The idea that to be transfigured is to be changed, to be transformed, to be metamorphosed first drew me to the theology of transfiguration-- as someone who has transitioned, this spoke powerfully to me.  The complexity of my gender identity also gave me a particular appreciation for its liminal placement in the liturgical year.  But surely I am not alone in my love of the uniquely clear way in which the transfiguration (and more specifically Transfiguration Sunday, placed here, at the threshold of Epiphany and Lent) makes the heart of the gospel-- the good news of God’s transforming, healing, reconciling work -- available to us, a prism through which to see our own lives as in some way part of this larger collection, these stories of salvation history.  This combination of liminality and transformation should prompt us to see not only the obviously-set-apart places, the mountaintop locales, but also the more mundane interstices, the in-between spaces of our lives, as places of transfiguration. 

These thresholds can be temporal, spatial or both.  Perhaps we might look afresh at the context of divinity school and of the university more broadly.  This context is a crucible—as you surely don’t need me to tell you—a space of intensive formation, and which carries to some degree the anxiety of next-steps, both for students and for faculty and staff.   And so I want to invite us all to consider here and now, in this peculiar perch:  What is the ἔξοδον you are about to accomplish, or rather, that God is about to accomplish in you?  How are you being called to embody the paschal mystery in all its incorporation of death and new life?  Stand on this verge today and know that by virtue of your membership in the body of Christ, you too are being transfigured.  You, dear friends, are caught up in the mystery of metamorphosis, you are poised to leap up from the sacramental waters of your baptism.

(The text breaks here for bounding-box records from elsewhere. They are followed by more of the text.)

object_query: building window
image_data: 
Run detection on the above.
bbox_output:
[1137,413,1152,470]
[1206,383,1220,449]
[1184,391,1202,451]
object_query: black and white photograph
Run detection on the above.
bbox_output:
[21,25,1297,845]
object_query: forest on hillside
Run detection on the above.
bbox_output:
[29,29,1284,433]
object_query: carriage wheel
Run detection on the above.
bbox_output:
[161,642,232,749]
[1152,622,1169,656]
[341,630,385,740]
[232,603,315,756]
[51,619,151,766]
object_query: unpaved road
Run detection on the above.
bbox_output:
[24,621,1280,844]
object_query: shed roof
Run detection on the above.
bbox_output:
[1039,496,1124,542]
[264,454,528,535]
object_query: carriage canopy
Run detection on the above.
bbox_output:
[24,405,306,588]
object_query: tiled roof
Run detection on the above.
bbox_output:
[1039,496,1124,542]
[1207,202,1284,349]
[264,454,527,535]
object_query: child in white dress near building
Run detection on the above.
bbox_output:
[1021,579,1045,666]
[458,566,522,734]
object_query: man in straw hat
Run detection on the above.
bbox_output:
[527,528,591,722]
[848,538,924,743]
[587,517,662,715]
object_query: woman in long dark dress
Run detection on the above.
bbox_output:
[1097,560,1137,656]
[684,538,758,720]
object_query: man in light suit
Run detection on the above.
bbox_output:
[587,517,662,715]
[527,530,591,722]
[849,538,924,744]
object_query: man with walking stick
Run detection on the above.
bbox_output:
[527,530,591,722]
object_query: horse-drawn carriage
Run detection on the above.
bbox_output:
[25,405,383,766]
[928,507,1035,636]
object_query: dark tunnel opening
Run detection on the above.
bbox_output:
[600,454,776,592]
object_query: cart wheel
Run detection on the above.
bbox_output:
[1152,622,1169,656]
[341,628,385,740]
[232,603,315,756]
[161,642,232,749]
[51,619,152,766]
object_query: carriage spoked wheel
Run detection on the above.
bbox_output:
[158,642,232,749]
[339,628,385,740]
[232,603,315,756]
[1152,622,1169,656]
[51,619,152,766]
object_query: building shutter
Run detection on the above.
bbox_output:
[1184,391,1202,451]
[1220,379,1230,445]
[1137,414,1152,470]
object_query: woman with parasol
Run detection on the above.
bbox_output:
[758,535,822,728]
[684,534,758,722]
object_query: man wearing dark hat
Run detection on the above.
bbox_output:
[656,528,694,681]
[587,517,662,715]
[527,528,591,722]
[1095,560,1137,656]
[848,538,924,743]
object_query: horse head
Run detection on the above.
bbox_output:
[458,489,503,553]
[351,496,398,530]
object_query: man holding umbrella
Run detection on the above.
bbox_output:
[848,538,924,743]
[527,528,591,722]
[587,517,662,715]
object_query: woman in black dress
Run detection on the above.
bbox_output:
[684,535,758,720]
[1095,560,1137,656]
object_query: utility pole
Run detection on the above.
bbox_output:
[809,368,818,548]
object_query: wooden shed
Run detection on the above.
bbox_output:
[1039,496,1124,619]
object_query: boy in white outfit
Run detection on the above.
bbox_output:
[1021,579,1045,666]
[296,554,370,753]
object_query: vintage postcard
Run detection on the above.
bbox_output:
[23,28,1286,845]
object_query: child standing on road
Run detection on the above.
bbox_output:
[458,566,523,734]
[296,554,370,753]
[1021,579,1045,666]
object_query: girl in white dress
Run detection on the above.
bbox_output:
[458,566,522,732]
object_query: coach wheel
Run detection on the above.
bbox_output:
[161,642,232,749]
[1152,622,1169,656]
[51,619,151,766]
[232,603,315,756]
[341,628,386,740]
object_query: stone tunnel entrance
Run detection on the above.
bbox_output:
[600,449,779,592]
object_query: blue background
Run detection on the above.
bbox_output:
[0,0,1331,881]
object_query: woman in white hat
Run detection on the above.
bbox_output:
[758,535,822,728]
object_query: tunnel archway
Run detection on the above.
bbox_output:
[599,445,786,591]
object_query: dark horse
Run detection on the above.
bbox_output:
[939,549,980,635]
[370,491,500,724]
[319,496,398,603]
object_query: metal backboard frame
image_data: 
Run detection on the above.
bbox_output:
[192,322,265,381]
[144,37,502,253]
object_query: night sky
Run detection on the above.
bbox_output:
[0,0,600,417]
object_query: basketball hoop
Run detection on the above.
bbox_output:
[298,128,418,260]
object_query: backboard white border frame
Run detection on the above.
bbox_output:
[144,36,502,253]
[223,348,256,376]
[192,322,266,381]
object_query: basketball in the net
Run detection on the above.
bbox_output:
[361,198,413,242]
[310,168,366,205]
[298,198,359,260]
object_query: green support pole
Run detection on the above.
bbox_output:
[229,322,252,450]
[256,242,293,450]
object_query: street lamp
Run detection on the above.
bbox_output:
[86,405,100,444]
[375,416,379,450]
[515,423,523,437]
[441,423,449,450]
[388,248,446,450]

In the least likely spaces of your life, you are being “changed from glory into glory,” invited to grow like the engrafted olive shoot you are into the very heart of the living God.  The death Christ died and the resurrection life through which creation itself was recast—these fundamental tenets of our faith our not mental exercises, but spiritual realities with deeply concrete implications.  As we move toward the dust-filled return of Ash Wednesday and the wilderness territory of Lent, think on this mystery.

Luke’s vision of the Transfiguration frames our entry into Lent and Easter like no other gospel.  To be sure, the placement of this day at the end of the season of Epiphany, as the bookend to Jesus’ baptism (another iconic favorite in Eastern Christianity) works similarly in all three years of our lectionary.  Transfiguration stands as the mandorla, the holy hinge on which the cycles of Incarnation and Pascha swing into one another. But Luke’s version alone gives us a prism through which to read the paschal mystery itself.  Luke alone truly uses Transfiguration as the key for interpreting the cross and the empty tomb.  Luke alone refracts our very body/ies through the lens of Exodus (for an Easter preview, see Luke 24:1-12).  And so again I ask you, what is the ἔξοδον that God is seeking to accomplish in you?  How are you being called to embody the liberation that is the Paschal Mystery?  Amen.